Reduced membrane cholesterol after chronic hypoxia limits Orai1-mediated pulmonary endothelial Ca2+ entry.

Endothelial dysfunction in chronic hypoxia (CH)-induced pulmonary hypertension is characterized by reduced store-operated Ca2+ entry (SOCE) and diminished Ca2+-dependent production of endothelium-derived vasodilators. We recently reported that SOCE in pulmonary arterial endothelial cells (PAECs) is tightly regulated by membrane cholesterol and that decreased membrane cholesterol is responsible for impaired SOCE after CH. However, the ion channels involved in cholesterol-sensitive SOCE are unknown. We hypothesized that cholesterol facilitates SOCE in PAECs through the interaction of Orai1 and stromal interaction molecule 1 (STIM1). The role of cholesterol in Orai1-mediated SOCE was initially assessed using CH exposure in rats (4 wk, 380 mmHg) as a physiological stimulus to decrease PAEC cholesterol. The effects of Orai1 inhibition with AnCoA4 on SOCE were examined in isolated PAEC sheets from control and CH rats after cholesterol supplementation, substitution of endogenous cholesterol with epicholesterol (Epichol), or vehicle treatment.

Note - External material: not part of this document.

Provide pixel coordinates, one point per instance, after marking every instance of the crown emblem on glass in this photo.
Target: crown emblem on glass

Whereas cholesterol restored endothelial SOCE in CH rats, both Epichol and AnCoA4 attenuated SOCE only in normoxic controls. The Orai1 inhibitor had no further effect in cells pretreated with Epichol. Using cultured pulmonary endothelial cells to allow better mechanistic analysis of the molecular components of cholesterol-regulated SOCE, we found that Epichol, AnCoA4, and Orai1 siRNA each inhibited SOCE compared with their respective controls. Epichol had no additional effect after knockdown of Orai1. Furthermore, Epichol substitution significantly reduced STIM1-Orai1 interactions as assessed by a proximity ligation assay. We conclude that membrane cholesterol is required for the STIM1-Orai1 interaction necessary to elicit endothelial SOCE. Furthermore, reduced PAEC membrane cholesterol after CH limits Orai1-mediated SOCE. NEW & NOTEWORTHY This research demonstrates a novel contribution of cholesterol to regulate the interaction of Orai1 and stromal interaction molecule 1 required for pulmonary endothelial store-operated Ca2+ entry. The results provide a mechanistic basis for impaired pulmonary endothelial Ca2+ influx after chronic hypoxia that may contribute to pulmonary hypertension.